Marketing Minds in Lockdown #4 Joe Glover @ Marketing Meet Up

When Lockdown hit The Marketing Meet Up was a national networking community, with 16,000 member and 140 events a year. Founder Joe Glover is a shining example of how a business successfully, and seemingly overnight, changed how it operated. Here he talks to me about the affect of the pandemic on his business and how he has successfully moved his entire business model online. 

Joe Glover - Marketing Meet Up
Joe Glover – Founder, The Marketing Meet Up

1. Where are you spending Lockdown and how do you manage your day?

I am at home, just outside Ely, Cambridgeshire with my wife and my dog. I feel very lucky to have some garden space which has been unreal, plus we live very close to the countryside which is a godsend. In terms of managing my day, I have been working from home for the past year so there hasn’t been much of a change in terms of how I manage my day. I’m up by 7o’clock to walk the dog and start working between 9-10.  I’m working most days – which is great as a love my job. And even in those downtimes I am usually “working” which I do willingly.

2. What are the biggest adjustments you’ve had to make in terms of your work, managing your teams/ clients?

The Marketing Meet Up is an events business at its core and we have had to move everything we did in person and try to replicate it online. It’s especially tricky when you’re looking to enable those moments of serendipity at an event when you say hello to someone new or see someone you haven’t met up with in years. That’s hard to replicate online.  The way we have approached it is to split our events into two. We have webinar events which are more educational and then we have the “Conversation Club” which is far more reminiscent to what you’d expect in traditional networking. We gather people together via Zoom and split them into virtual breakout rooms where they chat and get to know each other. So that’s been a ginormous change in terms of our offering and doing things differently. But it’s been quite successful. 

3. Do you expect that your company will return to BAU post lock down or do you think there will be some changes? If so what?

One example that we are going to change is we will probably look to maintain a stronger digital presence as well as resume the physical meet ups. It maybe that people may not be comfortable in gathering where there are a lot of people, so we’d like to offer them 2 ways in which to be part of the MMU community. We’ll probably start with smaller events rather than return to the grand scale we did before. 

I’d like to maintain the speed and innovation that we have been able to do things but the main things that has stayed the same is our core values of looking after each other, being stronger together and making each other better. That hasn’t changed. 

4. Have you been impressed or put off by any particular brands in how they have responded to the crisis?

I wouldn’t like to bad mouth any brands in particular. I think that anyone that has been sending a message with “A message from our CEO” at this stage has slightly missed the right moment. I feel there has been a ground swell of independent or smaller businesses who have taken the time to support the NHS or to be more community focused which has been great. Anyone who has taken the time to help other people is good in my books.

5. What has been the hardest part and the best parts about lockdown?

The hardest part is probably the mental gymnastics to move my business from one place to another in a very short amount of time. Layered with the fact I am an over thinker I have a tendency to stay in my head. 

The best part is I have had to travel less.
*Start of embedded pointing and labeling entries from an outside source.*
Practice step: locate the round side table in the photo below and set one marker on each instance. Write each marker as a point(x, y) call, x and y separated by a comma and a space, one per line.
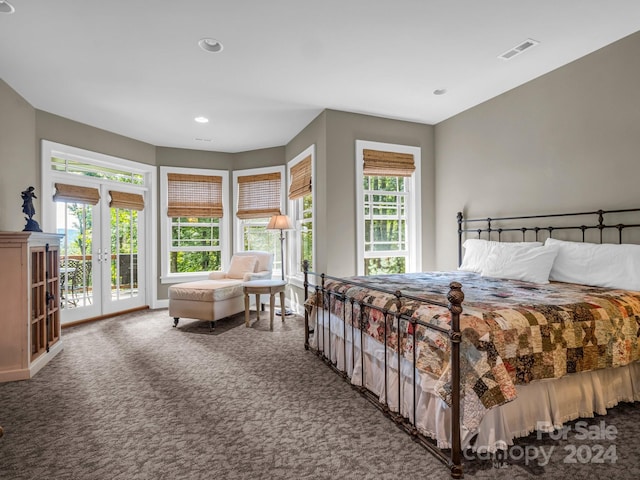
point(259, 287)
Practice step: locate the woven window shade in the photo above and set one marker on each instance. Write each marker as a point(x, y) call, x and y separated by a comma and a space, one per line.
point(128, 201)
point(76, 194)
point(194, 195)
point(259, 195)
point(388, 164)
point(300, 179)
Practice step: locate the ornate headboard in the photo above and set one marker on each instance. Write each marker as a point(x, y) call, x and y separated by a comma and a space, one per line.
point(531, 227)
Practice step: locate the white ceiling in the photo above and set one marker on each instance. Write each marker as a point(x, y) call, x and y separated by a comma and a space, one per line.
point(135, 68)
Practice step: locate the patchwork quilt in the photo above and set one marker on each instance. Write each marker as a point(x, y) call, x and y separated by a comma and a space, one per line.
point(513, 332)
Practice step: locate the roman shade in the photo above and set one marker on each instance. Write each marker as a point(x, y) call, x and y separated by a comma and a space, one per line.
point(76, 194)
point(197, 196)
point(388, 164)
point(129, 201)
point(300, 179)
point(259, 195)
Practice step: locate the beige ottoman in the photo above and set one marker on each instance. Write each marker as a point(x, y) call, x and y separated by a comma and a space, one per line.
point(205, 300)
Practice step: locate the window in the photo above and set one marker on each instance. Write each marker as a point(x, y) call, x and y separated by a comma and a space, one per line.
point(388, 206)
point(258, 196)
point(301, 211)
point(195, 223)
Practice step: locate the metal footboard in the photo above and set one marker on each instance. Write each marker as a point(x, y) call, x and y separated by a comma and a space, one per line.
point(455, 297)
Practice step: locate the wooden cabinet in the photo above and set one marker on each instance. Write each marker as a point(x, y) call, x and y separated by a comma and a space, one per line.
point(30, 302)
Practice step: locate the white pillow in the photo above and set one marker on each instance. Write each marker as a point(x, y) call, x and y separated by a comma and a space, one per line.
point(600, 265)
point(241, 264)
point(526, 264)
point(477, 250)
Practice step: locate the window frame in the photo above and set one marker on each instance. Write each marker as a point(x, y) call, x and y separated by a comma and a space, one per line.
point(413, 204)
point(166, 224)
point(238, 234)
point(295, 209)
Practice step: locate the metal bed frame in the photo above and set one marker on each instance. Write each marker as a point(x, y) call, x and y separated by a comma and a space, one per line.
point(455, 299)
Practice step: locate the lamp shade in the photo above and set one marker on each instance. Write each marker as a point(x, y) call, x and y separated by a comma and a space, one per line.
point(280, 222)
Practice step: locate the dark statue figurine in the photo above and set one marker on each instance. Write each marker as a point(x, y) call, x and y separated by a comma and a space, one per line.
point(29, 210)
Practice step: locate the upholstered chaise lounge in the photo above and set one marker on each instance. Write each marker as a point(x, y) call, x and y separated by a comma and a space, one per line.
point(221, 295)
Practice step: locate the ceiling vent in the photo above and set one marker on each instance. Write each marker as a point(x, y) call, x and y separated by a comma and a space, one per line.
point(518, 49)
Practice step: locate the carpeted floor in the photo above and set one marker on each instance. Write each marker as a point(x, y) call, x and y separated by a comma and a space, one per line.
point(133, 398)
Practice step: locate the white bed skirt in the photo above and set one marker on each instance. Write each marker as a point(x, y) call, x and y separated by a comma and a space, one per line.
point(543, 405)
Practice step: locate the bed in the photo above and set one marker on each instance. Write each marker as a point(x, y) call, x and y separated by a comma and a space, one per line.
point(528, 334)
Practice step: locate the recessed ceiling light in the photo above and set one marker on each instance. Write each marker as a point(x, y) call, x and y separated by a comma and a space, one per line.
point(518, 49)
point(210, 45)
point(6, 7)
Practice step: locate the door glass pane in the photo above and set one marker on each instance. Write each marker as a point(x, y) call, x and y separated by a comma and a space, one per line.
point(75, 221)
point(124, 254)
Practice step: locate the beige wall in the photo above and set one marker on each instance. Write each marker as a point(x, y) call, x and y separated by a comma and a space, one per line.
point(62, 130)
point(18, 158)
point(567, 141)
point(315, 134)
point(343, 129)
point(335, 133)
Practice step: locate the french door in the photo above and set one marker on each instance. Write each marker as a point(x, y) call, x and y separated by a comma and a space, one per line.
point(101, 262)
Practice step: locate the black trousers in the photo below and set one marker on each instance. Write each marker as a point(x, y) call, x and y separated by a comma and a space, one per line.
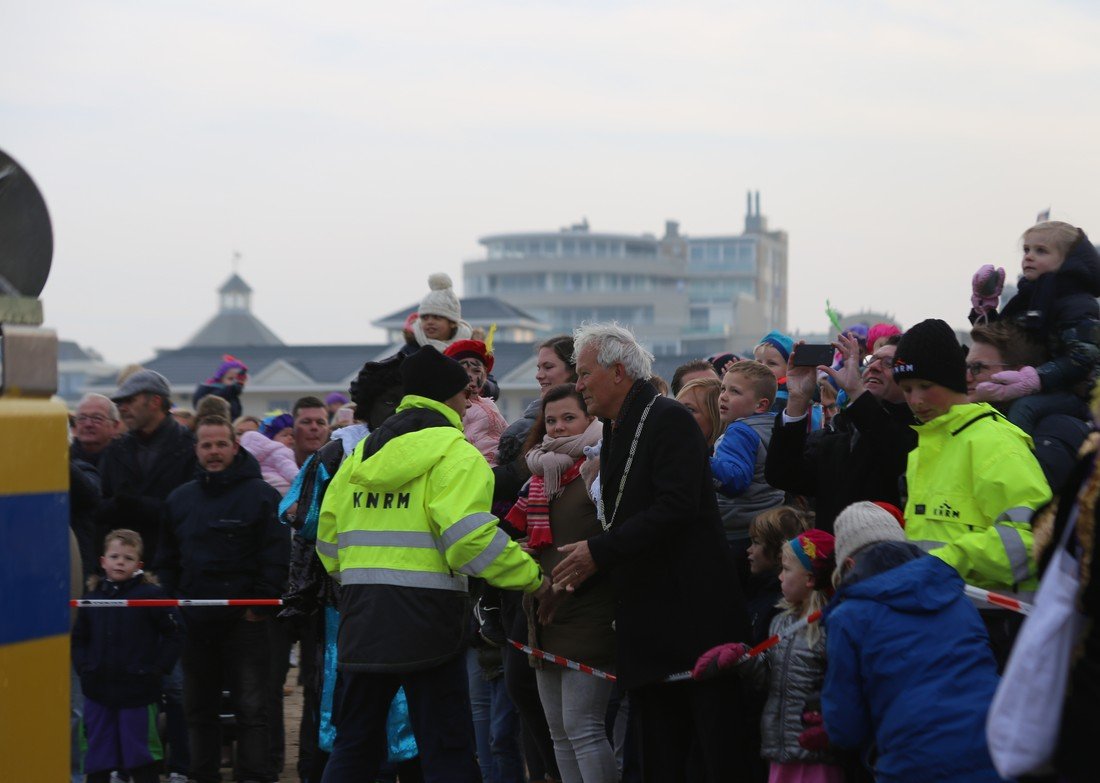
point(705, 721)
point(439, 710)
point(234, 653)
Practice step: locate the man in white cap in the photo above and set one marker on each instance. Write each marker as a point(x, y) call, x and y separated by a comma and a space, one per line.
point(139, 471)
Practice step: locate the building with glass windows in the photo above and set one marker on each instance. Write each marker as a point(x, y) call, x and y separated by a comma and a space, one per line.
point(681, 294)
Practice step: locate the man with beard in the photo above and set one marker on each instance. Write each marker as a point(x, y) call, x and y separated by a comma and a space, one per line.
point(222, 539)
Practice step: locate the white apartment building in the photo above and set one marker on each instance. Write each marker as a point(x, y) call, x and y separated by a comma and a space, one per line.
point(681, 294)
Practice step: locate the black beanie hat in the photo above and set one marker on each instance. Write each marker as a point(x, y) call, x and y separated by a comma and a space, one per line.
point(428, 373)
point(930, 351)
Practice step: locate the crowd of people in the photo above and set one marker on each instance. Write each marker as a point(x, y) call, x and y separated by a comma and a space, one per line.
point(769, 569)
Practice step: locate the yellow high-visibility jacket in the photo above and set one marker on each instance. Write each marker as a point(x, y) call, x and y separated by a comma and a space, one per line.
point(405, 521)
point(974, 485)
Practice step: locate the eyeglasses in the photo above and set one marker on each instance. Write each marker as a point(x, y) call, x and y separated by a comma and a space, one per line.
point(979, 367)
point(887, 361)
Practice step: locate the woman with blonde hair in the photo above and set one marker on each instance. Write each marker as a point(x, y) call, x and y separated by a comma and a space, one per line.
point(701, 397)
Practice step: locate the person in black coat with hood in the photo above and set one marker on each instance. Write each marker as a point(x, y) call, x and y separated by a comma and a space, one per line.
point(864, 456)
point(1056, 301)
point(120, 657)
point(221, 539)
point(664, 550)
point(140, 469)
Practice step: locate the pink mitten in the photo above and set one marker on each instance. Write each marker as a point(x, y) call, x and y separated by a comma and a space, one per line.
point(1010, 384)
point(986, 286)
point(712, 662)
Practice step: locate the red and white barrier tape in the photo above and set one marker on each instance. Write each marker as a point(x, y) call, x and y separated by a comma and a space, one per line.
point(976, 593)
point(85, 603)
point(583, 668)
point(1002, 602)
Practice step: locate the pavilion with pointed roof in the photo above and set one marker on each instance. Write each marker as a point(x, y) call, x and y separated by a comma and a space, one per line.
point(233, 323)
point(278, 373)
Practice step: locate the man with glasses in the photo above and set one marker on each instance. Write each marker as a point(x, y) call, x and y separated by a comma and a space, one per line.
point(864, 455)
point(97, 423)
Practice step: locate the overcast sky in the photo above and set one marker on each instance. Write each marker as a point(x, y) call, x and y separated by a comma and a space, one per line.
point(348, 150)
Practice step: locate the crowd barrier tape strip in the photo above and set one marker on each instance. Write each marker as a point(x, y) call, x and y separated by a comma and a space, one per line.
point(583, 668)
point(976, 593)
point(99, 603)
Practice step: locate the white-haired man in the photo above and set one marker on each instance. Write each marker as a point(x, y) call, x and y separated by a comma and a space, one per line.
point(664, 550)
point(97, 425)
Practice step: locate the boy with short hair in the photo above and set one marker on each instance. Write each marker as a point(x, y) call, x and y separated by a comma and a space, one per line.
point(120, 655)
point(748, 389)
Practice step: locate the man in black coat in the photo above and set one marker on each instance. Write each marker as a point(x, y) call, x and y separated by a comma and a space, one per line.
point(222, 539)
point(140, 469)
point(667, 554)
point(864, 456)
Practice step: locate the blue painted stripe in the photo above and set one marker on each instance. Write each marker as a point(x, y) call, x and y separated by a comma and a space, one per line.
point(34, 568)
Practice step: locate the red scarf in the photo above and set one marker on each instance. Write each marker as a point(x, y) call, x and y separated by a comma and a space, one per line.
point(531, 513)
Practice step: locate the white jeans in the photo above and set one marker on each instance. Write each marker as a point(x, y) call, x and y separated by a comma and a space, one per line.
point(575, 705)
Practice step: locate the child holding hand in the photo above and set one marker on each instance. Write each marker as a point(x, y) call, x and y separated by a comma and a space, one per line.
point(793, 740)
point(1057, 302)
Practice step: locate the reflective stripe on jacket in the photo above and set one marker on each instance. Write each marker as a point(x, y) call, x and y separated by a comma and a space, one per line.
point(972, 487)
point(404, 522)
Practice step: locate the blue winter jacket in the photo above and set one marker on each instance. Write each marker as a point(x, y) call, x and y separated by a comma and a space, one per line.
point(910, 670)
point(738, 471)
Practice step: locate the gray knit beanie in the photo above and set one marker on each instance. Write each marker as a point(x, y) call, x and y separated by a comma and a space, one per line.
point(862, 524)
point(441, 299)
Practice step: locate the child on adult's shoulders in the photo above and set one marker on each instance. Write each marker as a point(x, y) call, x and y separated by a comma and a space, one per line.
point(1056, 300)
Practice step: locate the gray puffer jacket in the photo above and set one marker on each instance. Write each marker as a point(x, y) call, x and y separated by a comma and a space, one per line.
point(793, 673)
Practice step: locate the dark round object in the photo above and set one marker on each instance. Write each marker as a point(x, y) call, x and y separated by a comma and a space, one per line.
point(26, 239)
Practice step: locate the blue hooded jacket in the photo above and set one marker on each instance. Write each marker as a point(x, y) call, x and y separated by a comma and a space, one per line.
point(910, 669)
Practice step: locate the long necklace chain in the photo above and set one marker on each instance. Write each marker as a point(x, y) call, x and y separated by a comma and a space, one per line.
point(626, 471)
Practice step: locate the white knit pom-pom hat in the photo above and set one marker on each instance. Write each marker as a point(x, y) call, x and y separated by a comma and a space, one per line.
point(860, 525)
point(441, 299)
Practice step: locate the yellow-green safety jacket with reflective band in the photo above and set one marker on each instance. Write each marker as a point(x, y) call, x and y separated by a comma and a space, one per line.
point(974, 485)
point(404, 524)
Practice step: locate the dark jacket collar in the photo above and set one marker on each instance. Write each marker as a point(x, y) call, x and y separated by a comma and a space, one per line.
point(242, 469)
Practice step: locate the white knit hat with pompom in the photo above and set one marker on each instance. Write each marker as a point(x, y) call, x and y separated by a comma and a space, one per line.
point(441, 299)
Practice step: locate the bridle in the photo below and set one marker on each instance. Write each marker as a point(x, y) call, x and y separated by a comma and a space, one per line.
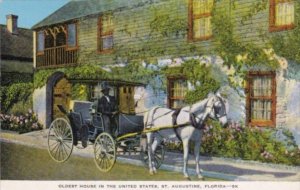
point(219, 112)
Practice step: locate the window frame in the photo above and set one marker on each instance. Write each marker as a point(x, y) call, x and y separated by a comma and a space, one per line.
point(192, 17)
point(37, 42)
point(100, 35)
point(76, 36)
point(272, 17)
point(249, 87)
point(170, 97)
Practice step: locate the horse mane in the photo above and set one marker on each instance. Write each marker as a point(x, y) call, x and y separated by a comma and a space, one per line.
point(199, 106)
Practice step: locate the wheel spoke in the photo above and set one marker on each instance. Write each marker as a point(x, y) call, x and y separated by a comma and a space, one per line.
point(66, 145)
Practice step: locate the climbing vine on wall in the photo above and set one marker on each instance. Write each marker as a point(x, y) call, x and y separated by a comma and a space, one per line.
point(199, 75)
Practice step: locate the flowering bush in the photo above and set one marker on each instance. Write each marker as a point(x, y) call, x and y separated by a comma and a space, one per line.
point(22, 123)
point(247, 143)
point(250, 143)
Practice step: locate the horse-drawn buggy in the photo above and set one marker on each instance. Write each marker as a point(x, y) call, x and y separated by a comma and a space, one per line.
point(85, 124)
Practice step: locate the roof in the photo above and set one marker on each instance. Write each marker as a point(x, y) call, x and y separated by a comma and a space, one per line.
point(111, 82)
point(16, 46)
point(80, 8)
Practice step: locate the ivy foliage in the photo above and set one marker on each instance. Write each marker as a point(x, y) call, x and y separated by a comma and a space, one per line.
point(199, 75)
point(85, 71)
point(290, 46)
point(14, 93)
point(230, 47)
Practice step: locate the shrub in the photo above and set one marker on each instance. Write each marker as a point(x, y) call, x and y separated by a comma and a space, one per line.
point(15, 93)
point(21, 123)
point(21, 107)
point(248, 143)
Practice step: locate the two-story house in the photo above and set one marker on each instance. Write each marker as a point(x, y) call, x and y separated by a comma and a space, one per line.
point(105, 33)
point(16, 52)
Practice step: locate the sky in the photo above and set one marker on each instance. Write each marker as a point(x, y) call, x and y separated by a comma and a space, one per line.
point(30, 12)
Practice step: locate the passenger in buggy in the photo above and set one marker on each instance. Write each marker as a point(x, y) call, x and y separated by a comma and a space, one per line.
point(108, 107)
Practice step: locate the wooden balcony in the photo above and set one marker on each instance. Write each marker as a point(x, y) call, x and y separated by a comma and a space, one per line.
point(56, 57)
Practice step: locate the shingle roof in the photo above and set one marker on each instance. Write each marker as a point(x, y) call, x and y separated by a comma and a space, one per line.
point(17, 46)
point(80, 8)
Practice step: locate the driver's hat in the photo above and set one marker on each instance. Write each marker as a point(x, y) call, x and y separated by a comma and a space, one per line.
point(104, 86)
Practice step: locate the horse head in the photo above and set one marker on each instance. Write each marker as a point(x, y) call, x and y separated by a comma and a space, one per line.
point(216, 108)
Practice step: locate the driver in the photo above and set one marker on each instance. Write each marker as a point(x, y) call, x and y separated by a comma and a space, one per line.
point(108, 107)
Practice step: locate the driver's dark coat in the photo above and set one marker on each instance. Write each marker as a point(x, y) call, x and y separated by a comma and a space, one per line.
point(106, 107)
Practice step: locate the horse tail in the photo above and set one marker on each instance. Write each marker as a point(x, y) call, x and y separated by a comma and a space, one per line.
point(148, 117)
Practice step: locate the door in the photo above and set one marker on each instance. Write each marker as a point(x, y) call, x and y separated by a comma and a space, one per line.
point(126, 103)
point(61, 96)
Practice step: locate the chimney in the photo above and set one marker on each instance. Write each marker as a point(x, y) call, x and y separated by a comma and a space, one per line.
point(12, 23)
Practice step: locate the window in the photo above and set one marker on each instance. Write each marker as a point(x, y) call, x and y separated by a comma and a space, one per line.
point(177, 88)
point(105, 33)
point(282, 14)
point(72, 35)
point(261, 99)
point(200, 27)
point(40, 42)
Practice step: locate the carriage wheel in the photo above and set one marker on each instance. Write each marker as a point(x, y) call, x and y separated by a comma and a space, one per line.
point(105, 152)
point(60, 140)
point(159, 155)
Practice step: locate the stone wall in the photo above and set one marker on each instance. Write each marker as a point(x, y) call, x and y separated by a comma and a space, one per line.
point(288, 98)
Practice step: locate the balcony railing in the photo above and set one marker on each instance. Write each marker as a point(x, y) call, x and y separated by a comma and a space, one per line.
point(56, 57)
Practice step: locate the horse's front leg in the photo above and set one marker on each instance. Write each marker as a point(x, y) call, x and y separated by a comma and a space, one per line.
point(156, 142)
point(197, 159)
point(149, 142)
point(185, 144)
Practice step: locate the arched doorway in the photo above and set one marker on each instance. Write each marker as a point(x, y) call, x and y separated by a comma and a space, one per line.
point(58, 91)
point(61, 96)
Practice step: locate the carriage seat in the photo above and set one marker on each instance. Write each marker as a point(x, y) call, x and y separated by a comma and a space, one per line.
point(83, 108)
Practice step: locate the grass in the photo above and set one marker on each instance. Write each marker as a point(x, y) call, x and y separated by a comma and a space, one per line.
point(20, 162)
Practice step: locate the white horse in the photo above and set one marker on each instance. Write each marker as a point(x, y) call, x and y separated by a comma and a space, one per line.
point(189, 121)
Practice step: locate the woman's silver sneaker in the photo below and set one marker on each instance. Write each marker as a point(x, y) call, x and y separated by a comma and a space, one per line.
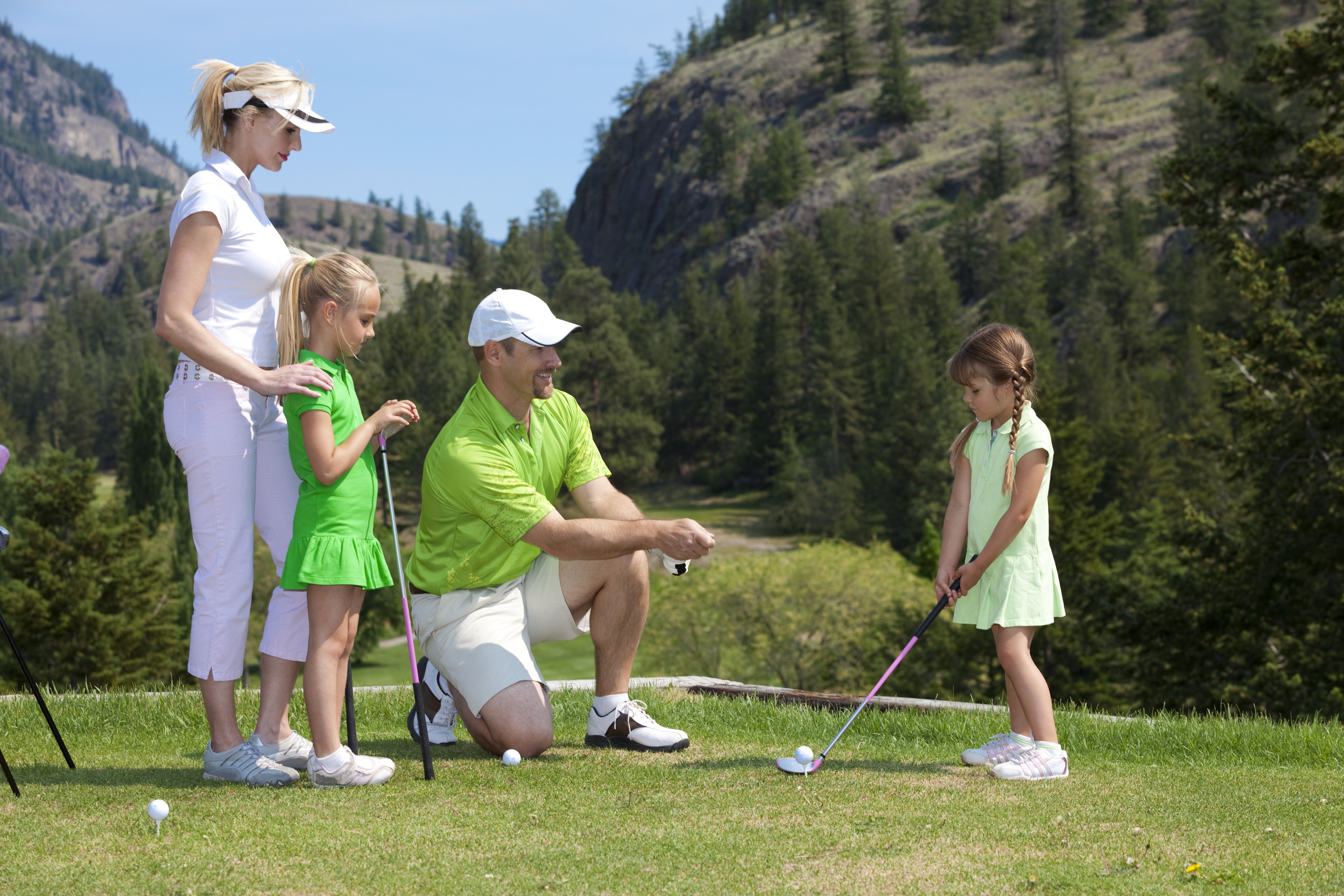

I love being at the live events, but I don’t like the travel or being away from my wife and my dog, so it’s been great to spend more time with them. I’ve started to learn the piano and do some DIY! I wouldn’t have time to do this if I was in busy mode. The other hardest part is exercise. I go to a brilliant boot camp and I miss it dearly! We’ve been doing them online but it’s not the same. 

6. How do you find inspiration and manage to keep working in this environment?

I think there is a lot of necessity. I must keep working. The business would die if I didn’t keep working as I am the founder of the businesses. But I love what I do. I love helping people and feeling like I am making a difference. I am driven by a bigger life purpose of a leaving a legacy of kindness and I believe that the Marketing Meet Up is helping people to think of others, and for that reason, I feel like we are doing a good job. Motivation has never been a big problem. 

7. There has been talk of massive changes to how we live our lives and how we work due to the lessons learnt from the Coronavirus – do you think this is true? 

In a webinar we held with Mark Ritson he suggested we will all return to a similar version of life that we had before, and largely I agree with him. I think we are great as human beings of adapting to the situations we find ourselves in and if we can return to “normal” I think we will do.

8. What one thing do you hope will continue post lock down?

Playing the piano, spending time with my wife and my dog. Appreciating the small things, less commercialism and being better for the environment. 

9. Have you learnt anything about yourself during lock down that you didn’t know before?

I’ve allowed myself a moment of feeling proud of what we have achieved with the Marketing Meet Up – which I don’t often do. People have said that the MMU has helped to inspire and educate them as well as meet new people and that’s wonderful. So I have learnt that I need to allow myself a few more moment of pride, because what we are doing is good.